Ahora son cua­tro, des­pa­ta­rrado Óscar junto a la amiga de la chica güe­rita en el asiento tra­sero del viejo Tsuru con el tan­que lleno en la gaso­li­ne­ría del DIF. La pista se llena de pare­jas bai­la­do­ras, inter­ca­la­das las pie­zas ace­le­ra­das con las notas lán­gui­das de can­cio­nes román­ti­cas, pal’ faje. Los mucha­chos beben, pero no todos y, estruen­dosa la música, un vein­tea­ñero debe gri­tar a sus com­pa­ñe­ros en la mesa pequeña: “¡Yo soy de dos y máximo tres! ¡Me gusta más el dance!”. En gene­ral las chi­cas toman poco, con­ver­san, mano­tean, ríen, coque­tean, las atre­vi­das bai­lan solas sobre las mesas y todas van de cuando en cuando al toca­dor donde siguen pla­ti­cando. José, Óscar, la rubita esbelta y la tri­gueña des­pam­pa­nante la han pasado con­ver­sando. “¿Bai­lar? ¡Ni que fué­ra­mos osos!”, res­pon­den riendo a cada reque­ri­miento de ellas. Han resul­tado ami­gos, o mejor dicho cono­ci­dos por­que resi­den en barrios veci­nos. “Fulano es de tal fami­lia, Zutano de aque­lla otra, ella hija de don Peren­gano, su prima vivió en la misma cua­dra que yo”. Todo per­fecto, si no fuera por­que ya son las tres de la madru­gada y hace un rato largo que debie­ron lle­var a las mucha­chas a sus casas. Piden la cuenta, pero deben espe­rar media hora para que el mesero la traiga. Las cha­vas se inquie­tan. Por fin salen a la calle. José se queja “(“ya hace ham­bre”). Y Óscar lo reprende (“¡pin­che tra­gón!”). La ave­nida luce como si fuera de día, ilu­mi­nada, ates­tada de carros cir­cu­lando en ambos sen­ti­dos con per­so­nas rumbo a casa, mari­dos tras­no­cha­dos temiendo la que se les va a armar, patru­lle­ros som­no­lien­tos a quie­nes abu­rre la tran­qui­li­dad. Así era Cuer­na­vaca.

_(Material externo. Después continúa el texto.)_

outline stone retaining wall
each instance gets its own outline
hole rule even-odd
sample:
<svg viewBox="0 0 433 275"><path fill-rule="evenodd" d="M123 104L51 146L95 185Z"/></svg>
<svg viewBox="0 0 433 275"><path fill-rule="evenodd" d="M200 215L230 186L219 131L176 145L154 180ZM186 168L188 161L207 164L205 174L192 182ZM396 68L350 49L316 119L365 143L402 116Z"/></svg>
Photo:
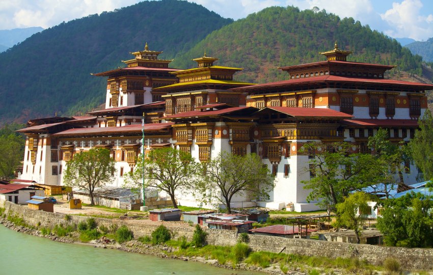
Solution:
<svg viewBox="0 0 433 275"><path fill-rule="evenodd" d="M78 223L86 220L88 217L71 215L69 221L66 221L65 214L33 210L26 206L17 205L6 202L5 213L14 213L22 216L31 225L36 226L40 223L41 226L52 228L56 224L65 225ZM150 235L159 224L143 224L131 225L118 220L95 218L99 225L108 228L116 224L120 226L126 225L138 237ZM169 222L166 222L168 223ZM137 224L137 223L136 223ZM175 237L185 236L191 239L194 230L193 227L186 226L170 226ZM218 229L207 229L207 241L209 244L218 245L233 245L236 244L237 236L234 231ZM304 239L287 239L280 237L249 235L249 244L254 251L265 251L303 255L324 256L331 258L356 257L366 260L372 264L380 264L388 257L392 257L399 261L401 266L406 269L429 270L433 268L433 249L408 249L404 248L379 246L368 244L354 244Z"/></svg>

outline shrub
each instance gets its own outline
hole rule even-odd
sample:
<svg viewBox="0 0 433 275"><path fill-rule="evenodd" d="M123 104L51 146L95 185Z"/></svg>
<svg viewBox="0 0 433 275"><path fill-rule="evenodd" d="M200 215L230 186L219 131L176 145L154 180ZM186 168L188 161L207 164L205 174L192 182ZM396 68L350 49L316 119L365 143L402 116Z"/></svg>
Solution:
<svg viewBox="0 0 433 275"><path fill-rule="evenodd" d="M119 243L132 240L134 237L132 231L129 230L126 226L123 225L116 230L115 234L116 241Z"/></svg>
<svg viewBox="0 0 433 275"><path fill-rule="evenodd" d="M232 248L232 252L230 253L232 261L234 264L237 264L244 258L248 257L251 252L251 249L248 244L242 242L236 243Z"/></svg>
<svg viewBox="0 0 433 275"><path fill-rule="evenodd" d="M190 244L186 240L186 237L182 236L179 238L179 247L182 249L186 249Z"/></svg>
<svg viewBox="0 0 433 275"><path fill-rule="evenodd" d="M96 221L93 218L89 218L87 219L87 229L95 229L96 228Z"/></svg>
<svg viewBox="0 0 433 275"><path fill-rule="evenodd" d="M99 230L100 230L103 234L105 234L109 232L108 228L103 225L99 226Z"/></svg>
<svg viewBox="0 0 433 275"><path fill-rule="evenodd" d="M164 243L171 239L171 233L168 228L161 225L152 232L152 243Z"/></svg>
<svg viewBox="0 0 433 275"><path fill-rule="evenodd" d="M241 233L239 234L239 238L237 239L238 242L245 242L248 243L250 241L250 237L248 234L245 232Z"/></svg>
<svg viewBox="0 0 433 275"><path fill-rule="evenodd" d="M226 258L227 256L226 253L222 250L214 250L212 251L211 256L212 259L214 259L218 261L218 262L221 264L225 264L227 261Z"/></svg>
<svg viewBox="0 0 433 275"><path fill-rule="evenodd" d="M393 258L387 258L384 261L384 267L385 270L390 273L396 272L398 273L400 271L400 264L395 259Z"/></svg>
<svg viewBox="0 0 433 275"><path fill-rule="evenodd" d="M116 233L116 231L117 231L117 229L119 227L116 224L113 224L110 226L110 231L111 233L114 234Z"/></svg>
<svg viewBox="0 0 433 275"><path fill-rule="evenodd" d="M152 242L152 238L149 236L142 236L138 238L138 241L143 243L150 243Z"/></svg>
<svg viewBox="0 0 433 275"><path fill-rule="evenodd" d="M41 228L41 233L44 236L46 235L49 235L51 234L51 230L49 228L47 228L46 227L42 227Z"/></svg>
<svg viewBox="0 0 433 275"><path fill-rule="evenodd" d="M84 221L82 221L78 223L78 230L80 231L85 231L86 230L87 230L87 223Z"/></svg>
<svg viewBox="0 0 433 275"><path fill-rule="evenodd" d="M206 241L207 233L202 229L200 225L196 225L196 230L193 235L193 240L191 243L196 248L203 246Z"/></svg>

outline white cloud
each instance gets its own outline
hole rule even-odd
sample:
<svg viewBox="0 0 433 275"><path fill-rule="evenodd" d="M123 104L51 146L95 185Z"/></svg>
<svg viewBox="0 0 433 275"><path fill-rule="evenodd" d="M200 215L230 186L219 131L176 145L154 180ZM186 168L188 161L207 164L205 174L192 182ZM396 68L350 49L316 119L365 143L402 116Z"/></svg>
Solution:
<svg viewBox="0 0 433 275"><path fill-rule="evenodd" d="M394 3L392 8L381 14L392 29L384 32L392 37L410 37L417 40L433 37L433 15L420 14L423 4L419 0Z"/></svg>
<svg viewBox="0 0 433 275"><path fill-rule="evenodd" d="M111 11L139 0L9 0L0 1L0 30L47 28L62 22Z"/></svg>

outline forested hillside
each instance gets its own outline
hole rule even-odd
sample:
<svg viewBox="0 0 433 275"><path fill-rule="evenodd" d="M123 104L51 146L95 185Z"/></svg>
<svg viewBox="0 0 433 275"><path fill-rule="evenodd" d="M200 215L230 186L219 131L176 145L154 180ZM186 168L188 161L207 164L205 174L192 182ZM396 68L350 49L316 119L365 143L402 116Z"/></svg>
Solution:
<svg viewBox="0 0 433 275"><path fill-rule="evenodd" d="M220 59L219 65L245 68L238 79L274 81L286 77L277 67L324 60L318 53L332 49L335 40L354 52L348 60L396 65L393 77L400 70L422 74L421 58L395 40L351 18L292 7L268 8L225 26L177 57L174 66L194 66L191 59L206 49L208 56Z"/></svg>
<svg viewBox="0 0 433 275"><path fill-rule="evenodd" d="M63 23L0 53L0 121L85 112L104 100L106 79L92 76L115 69L144 48L161 58L195 45L232 22L186 1L145 2Z"/></svg>
<svg viewBox="0 0 433 275"><path fill-rule="evenodd" d="M433 37L426 41L416 41L405 46L414 54L419 54L422 57L426 62L433 62Z"/></svg>

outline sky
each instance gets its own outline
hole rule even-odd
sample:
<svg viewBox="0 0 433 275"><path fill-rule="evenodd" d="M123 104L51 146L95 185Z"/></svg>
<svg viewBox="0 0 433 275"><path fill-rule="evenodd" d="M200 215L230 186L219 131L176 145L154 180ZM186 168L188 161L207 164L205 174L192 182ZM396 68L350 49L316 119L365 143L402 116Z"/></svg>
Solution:
<svg viewBox="0 0 433 275"><path fill-rule="evenodd" d="M363 25L393 38L425 41L433 37L431 0L188 0L223 17L235 20L273 6L314 7L341 18L351 17ZM0 30L44 29L75 18L111 11L139 0L0 0Z"/></svg>

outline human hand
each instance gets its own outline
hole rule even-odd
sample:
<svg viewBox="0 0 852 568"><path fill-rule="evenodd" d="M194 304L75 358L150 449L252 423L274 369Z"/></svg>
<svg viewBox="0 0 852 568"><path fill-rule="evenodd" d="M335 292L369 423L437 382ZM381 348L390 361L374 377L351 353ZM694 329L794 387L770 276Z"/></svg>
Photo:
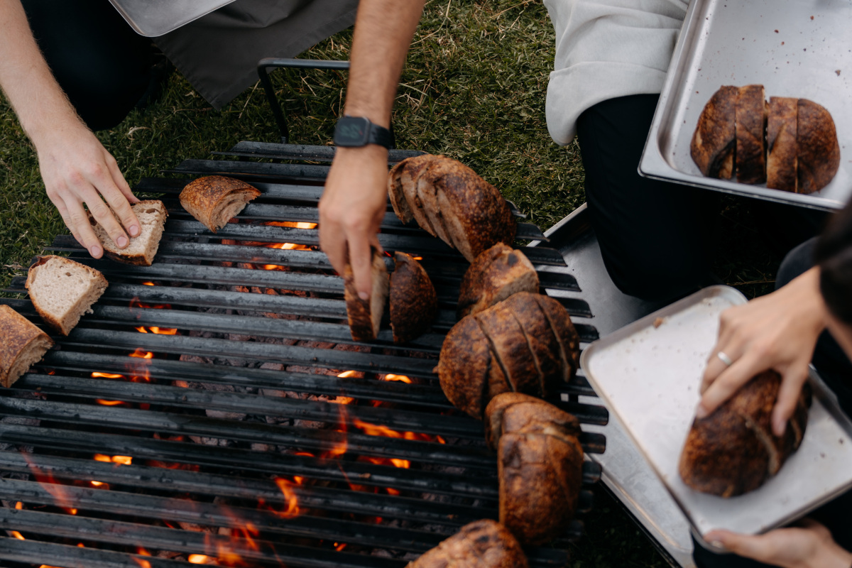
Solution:
<svg viewBox="0 0 852 568"><path fill-rule="evenodd" d="M769 295L722 313L718 339L701 382L695 413L699 418L715 410L755 375L773 369L781 375L781 387L772 411L772 431L777 436L784 433L808 378L816 341L826 327L819 283L819 268L812 268ZM719 359L720 352L734 361L730 366Z"/></svg>
<svg viewBox="0 0 852 568"><path fill-rule="evenodd" d="M320 200L320 247L338 274L352 265L362 300L372 290L371 247L382 250L377 232L388 208L388 151L370 144L337 148Z"/></svg>
<svg viewBox="0 0 852 568"><path fill-rule="evenodd" d="M712 531L704 538L740 556L782 568L849 568L852 565L852 554L834 542L828 529L811 519L803 519L798 527L776 529L757 536Z"/></svg>
<svg viewBox="0 0 852 568"><path fill-rule="evenodd" d="M140 233L139 220L130 209L130 204L139 199L130 191L115 158L91 130L82 123L72 122L33 141L48 197L74 238L92 256L101 258L103 248L83 204L119 248L130 244L122 225L133 237Z"/></svg>

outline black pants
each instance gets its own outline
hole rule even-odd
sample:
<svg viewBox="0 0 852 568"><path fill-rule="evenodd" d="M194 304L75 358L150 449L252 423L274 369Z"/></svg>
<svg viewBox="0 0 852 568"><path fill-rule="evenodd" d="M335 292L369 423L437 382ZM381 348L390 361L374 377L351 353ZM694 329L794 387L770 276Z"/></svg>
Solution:
<svg viewBox="0 0 852 568"><path fill-rule="evenodd" d="M151 40L107 0L22 0L48 66L80 118L112 128L152 88Z"/></svg>
<svg viewBox="0 0 852 568"><path fill-rule="evenodd" d="M604 265L619 290L673 300L720 284L711 271L718 194L637 172L656 95L610 99L577 121L586 203Z"/></svg>
<svg viewBox="0 0 852 568"><path fill-rule="evenodd" d="M814 266L815 242L815 238L806 241L786 255L778 271L776 288L786 285ZM846 414L852 416L852 363L827 331L823 332L817 342L816 351L814 353L814 366L820 372L820 376L838 395L840 405ZM827 526L834 540L843 548L852 551L849 511L852 511L852 491L820 507L809 516ZM695 547L693 558L699 568L761 568L769 565L734 554L717 554L694 541L693 544Z"/></svg>

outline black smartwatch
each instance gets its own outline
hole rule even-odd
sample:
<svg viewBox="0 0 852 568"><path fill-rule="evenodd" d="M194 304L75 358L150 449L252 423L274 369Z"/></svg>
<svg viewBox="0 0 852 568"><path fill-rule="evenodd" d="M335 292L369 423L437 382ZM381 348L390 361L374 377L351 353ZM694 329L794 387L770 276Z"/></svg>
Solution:
<svg viewBox="0 0 852 568"><path fill-rule="evenodd" d="M357 148L378 144L389 150L394 147L394 135L388 129L373 124L365 117L343 117L334 129L334 145Z"/></svg>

Hoy, cua­renta años des­pués, José le recuerda a Óscar. “Fue así por­que había segu­ri­dad, no como ahora, de muer­tes vio­len­tas, secues­tros, robos en la calle y hasta aden­tro de las casas, camio­ne­tas deja­das en tabi­ques, sire­nas de patru­llas y ambu­lan­cias día y noche”. Los mese­ros de los cafés del cen­tro se que­jan: “Cual­quier vier­nes o sábado ganá­ba­mos mil pesos de pro­pi­nas, y ahora cuando mucho dos­cien­tos”. Uno de ellos resume: “Todo se comenzó a des­com­po­ner en los noventa, poco a poco hasta lle­gar a la inse­gu­ri­dad de ahora. Los chi­lan­gos deja­ron de venir a ‘reven­tarse’ y las grin­gas hace años que no regre­san en verano. Desa­pa­re­cie­ron el Harri’s, La Parro­quia y El Viena. El cen­tro no es como era. A las nueve comienza a irse la gente, y para las diez hay pocos cami­nando”. El taxista viejo que se las da de filó­sofo reclama: “No somos nada. Hace tiempo que yo dejé de tra­ba­jar de noche. No hay pasaje. Ya no sabes de quién cui­darte. Una vez levanté a una pareja. Jóve­nes los dos, me die­ron con­fianza. Ella lle­vaba un bebé de bra­zos, pero me asal­ta­ron. El chavo me puso una navaja en el cue­llo, me quitó dos­cien­tos pesos y mi celu­lar”. Y bro­mea: “El otro día soñé que regre­saba lo de antes y se iba lo de ahora. Nos qui­ta­ron todo. Soñar es lo único que nos queda”. Pues sí… (Me leen el lunes).